Throughout 2000 activists kept up the pressure by demonstrating at HLS’ three sites and at the homes of its workers, as well as against Nat West Bank and RBS who had given it the loan. Direct action increased as well with cashpoint machines a favourite target.

What happened next: The identity of HLS’ saviour was revealed as Stephens Inc., an Arkansas-based investment firm. Greg Avery, co-founder of SHAC, was defiant, saying: “Anyone who funds them, we will destroy. The government can do what they want, they will not save HLS.”

In February a massive mobile demo of 1000 people attacked the facilities of Glaxo, Bayer and Eli Lilly, who were customers of HLS. The same month managing director Brian Cass was assaulted outside his home.

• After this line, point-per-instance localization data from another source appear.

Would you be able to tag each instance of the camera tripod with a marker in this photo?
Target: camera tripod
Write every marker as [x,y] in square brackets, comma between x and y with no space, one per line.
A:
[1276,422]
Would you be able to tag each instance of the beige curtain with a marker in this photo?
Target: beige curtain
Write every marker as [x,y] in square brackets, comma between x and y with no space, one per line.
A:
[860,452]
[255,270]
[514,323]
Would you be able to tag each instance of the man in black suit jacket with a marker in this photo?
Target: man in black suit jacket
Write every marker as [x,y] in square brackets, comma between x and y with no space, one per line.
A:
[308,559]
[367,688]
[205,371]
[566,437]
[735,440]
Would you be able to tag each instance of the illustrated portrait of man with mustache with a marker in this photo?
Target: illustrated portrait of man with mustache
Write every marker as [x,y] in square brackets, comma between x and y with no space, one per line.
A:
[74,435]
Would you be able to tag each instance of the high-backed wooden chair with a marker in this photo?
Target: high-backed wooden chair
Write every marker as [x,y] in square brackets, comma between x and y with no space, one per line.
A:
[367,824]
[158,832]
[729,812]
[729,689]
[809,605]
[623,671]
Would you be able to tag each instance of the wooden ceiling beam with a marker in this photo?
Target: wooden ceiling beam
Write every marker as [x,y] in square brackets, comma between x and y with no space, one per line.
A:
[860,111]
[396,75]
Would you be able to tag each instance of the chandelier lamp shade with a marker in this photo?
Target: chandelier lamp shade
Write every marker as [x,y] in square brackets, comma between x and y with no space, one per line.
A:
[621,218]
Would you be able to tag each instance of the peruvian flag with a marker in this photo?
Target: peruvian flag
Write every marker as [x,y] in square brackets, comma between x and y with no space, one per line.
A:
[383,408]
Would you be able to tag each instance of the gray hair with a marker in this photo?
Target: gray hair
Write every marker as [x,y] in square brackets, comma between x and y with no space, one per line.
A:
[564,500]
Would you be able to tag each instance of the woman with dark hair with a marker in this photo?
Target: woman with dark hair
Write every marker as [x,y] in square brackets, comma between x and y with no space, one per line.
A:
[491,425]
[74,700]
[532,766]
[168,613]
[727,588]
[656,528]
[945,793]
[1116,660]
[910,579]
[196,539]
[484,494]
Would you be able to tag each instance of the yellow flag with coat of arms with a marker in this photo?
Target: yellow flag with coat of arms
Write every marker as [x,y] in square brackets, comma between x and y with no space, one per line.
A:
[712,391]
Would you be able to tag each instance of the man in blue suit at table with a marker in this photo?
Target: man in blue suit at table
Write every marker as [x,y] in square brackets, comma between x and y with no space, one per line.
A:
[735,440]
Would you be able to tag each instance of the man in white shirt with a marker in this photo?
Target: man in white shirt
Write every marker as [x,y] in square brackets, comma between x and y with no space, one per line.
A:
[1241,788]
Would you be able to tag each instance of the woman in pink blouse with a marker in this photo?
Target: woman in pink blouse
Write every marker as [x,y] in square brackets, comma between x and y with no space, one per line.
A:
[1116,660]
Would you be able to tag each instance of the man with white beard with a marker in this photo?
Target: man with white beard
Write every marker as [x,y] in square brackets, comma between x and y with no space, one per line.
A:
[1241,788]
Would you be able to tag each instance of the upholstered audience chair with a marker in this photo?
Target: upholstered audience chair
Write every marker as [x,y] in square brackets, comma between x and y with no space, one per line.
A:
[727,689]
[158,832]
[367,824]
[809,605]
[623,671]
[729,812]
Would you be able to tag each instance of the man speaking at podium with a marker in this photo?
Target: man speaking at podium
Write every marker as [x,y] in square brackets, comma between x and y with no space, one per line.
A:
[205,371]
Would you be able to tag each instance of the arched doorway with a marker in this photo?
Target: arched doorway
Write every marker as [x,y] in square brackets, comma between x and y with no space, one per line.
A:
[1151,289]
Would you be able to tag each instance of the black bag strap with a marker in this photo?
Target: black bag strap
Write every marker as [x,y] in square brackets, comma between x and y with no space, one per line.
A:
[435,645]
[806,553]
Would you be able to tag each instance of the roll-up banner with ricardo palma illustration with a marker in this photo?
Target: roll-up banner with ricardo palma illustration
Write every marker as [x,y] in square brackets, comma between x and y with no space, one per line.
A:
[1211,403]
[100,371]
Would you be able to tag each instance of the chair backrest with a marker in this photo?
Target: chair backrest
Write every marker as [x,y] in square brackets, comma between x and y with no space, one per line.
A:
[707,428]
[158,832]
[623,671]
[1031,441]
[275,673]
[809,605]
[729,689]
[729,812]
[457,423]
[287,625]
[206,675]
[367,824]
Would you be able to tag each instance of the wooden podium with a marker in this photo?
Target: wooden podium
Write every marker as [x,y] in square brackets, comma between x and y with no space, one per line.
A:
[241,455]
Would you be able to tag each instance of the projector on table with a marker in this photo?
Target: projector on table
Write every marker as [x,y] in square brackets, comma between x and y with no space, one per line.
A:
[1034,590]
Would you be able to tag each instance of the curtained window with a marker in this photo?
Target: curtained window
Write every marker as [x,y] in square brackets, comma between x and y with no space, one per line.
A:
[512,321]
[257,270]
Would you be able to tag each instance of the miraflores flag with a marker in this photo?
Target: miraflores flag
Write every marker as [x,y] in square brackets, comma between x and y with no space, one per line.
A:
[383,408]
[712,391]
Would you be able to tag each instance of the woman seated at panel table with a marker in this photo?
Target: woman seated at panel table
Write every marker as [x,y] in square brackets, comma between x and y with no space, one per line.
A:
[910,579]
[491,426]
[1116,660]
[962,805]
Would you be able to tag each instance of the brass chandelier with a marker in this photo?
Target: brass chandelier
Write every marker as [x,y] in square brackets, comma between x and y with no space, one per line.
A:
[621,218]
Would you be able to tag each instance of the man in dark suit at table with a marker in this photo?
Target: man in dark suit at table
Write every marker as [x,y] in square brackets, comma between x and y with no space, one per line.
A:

In March the company lost both of its market makers and its place on the London Stock Exchange. Shortly afterwards it moved its HQ to the United States, incorporating as Life Sciences Research

In July 2001 it was revealed that HLS was using the Bank of England as no commercial bank would go near it. The following year “global leader” Marsh Inc quit as insurer and the government had to step in to provide that service as well.

By 2003, however, the tide was turning. That year HLS won an injunction under the Protection from Harassment Act and eventually nearly 20 companies who used HLS did likewise, limiting the effectiveness of protests against them. Demonstrations outside peoples’ homes were banned and the offence of aggravated trespass was extended to buildings.

However, these measures did not stop over 100 companies severing links with HLS in 2004 and the laboratory was even forced into doing its own laundry. Finally in 2005 the government introduced new laws against SHAC activists. This meant much harsher penalties of up to five years for offences that previously might have resulted in just a few months imprisonment or even a fine.

This had a chilling effect on protest but worse was to come in 2007 with mass arrests in police raids known as Operation Achilles. In 2009 and 2010, 13 members of SHAC, were jailed for between 15 months and eleven years on charges of conspiracy to blackmail HLS and its suppliers or interfering with a contract between an animal research laboratory and its suppliers.

SHAC carried on for another four years until Debbie Vincent was convicted of conspiracy to blackmail in April 2014. In a final statement in August that year it said it had run the “biggest and most effective grassroots animal rights campaign the world has ever seen” but now was time “to reassess our methods, obstacles and opponent’s weaknesses, to build up our solidarity network for activists and to start healing the effects of repression.”